From records and writings, it is believed that Patrick lived from 461 to 493 in the 5th century, but by the 7th century he was well established as the “Patron Saint of Ireland.” On the date of his birth, March 17th, St. Patrick Day celebrations coincided with the Christian season of Lenten throughout the following centuries. The prohibition of meat was lifted for the day of St. Patrick’s Day and people were known to dance, drink and feast on Irish bacon and cabbage. The Irish people attended church in the morning and celebrated in the afternoon and evening.
The first St. Patrick’s Day parade was held in the United States on March 17, 1762 in New York City. It was organized by Irish soldiers in the English Army. Irish Patriotism in America was a strong part of the immigration process. Many societies sprung up through Irish Aid groups called Friendly Sons of St. Patrick and Hibernian Society. Their St. Patrick’s Day events featured bagpipes and drums.
In 1848, the societies finally merged together for one official St. Patrick’s Day Parade in New York City. It is officially listed as the oldest civilian parade and largest in the US history. 150,000 Irish Americans marched and over three million people lined up along the 1.5 mile route to watch. Today, other cities have parades too like Boston, Chicago (who dyes the Chicago River green), Philadelphia and Savannah. Most parades attract between 10,000 and 20,000 marchers.
Until the middle of the 19th century, most Irish immigrants were members of the Protestant middle class. The great potato famine of 1845 in Ireland caused a huge migration of more Irish citizens to America. Most of these people were poor, uneducated and Catholic.
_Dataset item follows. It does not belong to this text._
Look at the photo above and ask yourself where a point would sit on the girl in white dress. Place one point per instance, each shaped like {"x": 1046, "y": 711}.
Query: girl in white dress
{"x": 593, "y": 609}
The American Protestant majority rebelled, treated them badly and made their lives hard.
It wasn’t until politics played a role that Irish-Americans united. The power of the Irish or “Green Machine” as swing voters gave all Irish-Americans a reason to get along together. In 1948, Harry S. Truman did a lot to strengthen the Irish bonds when he attended the St. Patrick’s Day parade in New York City. Until the 1970s pubs in Ireland were closed in observance of St. Patrick’s Day, but now, in modern times, tourism and the willingness to showcase the Irish Culture, has ended that rule. One million Irish people hold a festival in Dublin with parades, concerts, theater events and fireworks.